A study of UK pig abattoirs showed that pig meat inspection results can complement veterinary reviews at slaughter and give farmers clues about their living animals’ health. The study’s lead author suggested that using pig meat inspection data can help with early detection of respiratory lesions and other signs of disease. Catching pig lung disease early can reduce farmers’ need for medical antibiotics and lower veterinary costs for living animals.
“Meat inspection is meant to protect human health, but it can work like a massive post-mortem to find pig disease and stop it before getting worse,” Carla Correia-Gomes, PhD, veterinary epidemiologist at Scotland’s Rural College, told Pig International. “Meat inspection may catch those animals that look healthy, but actually have sub-clinical lesions or other health issues.”
Voluntary veterinary inspections
Currently, a voluntary system in the UK allows pig farmers to take their pigs to one of 14 abattoirs where veterinarians inspect the animals. The vet then gives the farmer a detailed report of that pig herd’s health.
That report includes benchmarks to national data so a farmer can compare their performance to others. The system allows farmers to monitor the success of medical treatments at reducing disease symptoms, which guides farmers as they adjust practices with their living herds.
Although the veterinary inspection is not legally required, a meat hygiene inspection is necessary in the UK. The pig’s carcass after slaughter is inspected for threats to human health. UK pig farmers can get those results as well, but the data is less detailed than the vet inspection.
Abattoir study results
In her study, published in the journal PLOS ONE, Correia-Gomes compared data from 322 batches of both meat and pig herd veterinary inspections, and national level data from both systems from 2008 to 2012. She found that when both types of inspectors looked at the same pig carcasses, the two monitoring systems supported each other. Although the meat inspectors didn’t give as many health statistics to farmers as the vets, pig meat inspection did reveal large scale patterns that corresponded with the medical information.

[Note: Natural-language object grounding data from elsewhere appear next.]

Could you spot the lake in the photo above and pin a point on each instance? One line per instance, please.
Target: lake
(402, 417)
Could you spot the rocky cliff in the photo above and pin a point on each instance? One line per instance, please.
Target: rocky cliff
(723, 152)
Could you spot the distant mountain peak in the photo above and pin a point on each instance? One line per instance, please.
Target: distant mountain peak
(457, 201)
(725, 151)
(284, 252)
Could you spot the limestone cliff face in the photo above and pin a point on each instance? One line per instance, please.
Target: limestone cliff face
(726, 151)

Pig meat inspections could be particularly useful for catching signs of respiratory disease, such as respiratory lesions, Correia-Gomes said. Respiratory lesions are associated with major economic losses from pneumonia, pleurisy and other pig lung diseases. Plus, if a pleurisy-infected animal slips into the abattoir, it requires stopping and cleaning the line, costing abattoirs money.
Support for voluntary vet inspection, not replacement
“Our study’s results don’t support eliminating the voluntary veterinary inspection,” said Correia-Gomes. “Pig farmers and health officials would lose a level of detail.”
Also, the voluntary system shows pork-importing nations that the UK pork industry is taking action against disease, said Correia-Gomes. Denmark pioneered the use of voluntary pig herd veterinary inspections and found that useful information could be collected. Now, Sweden, Norway and Germany use similar systems.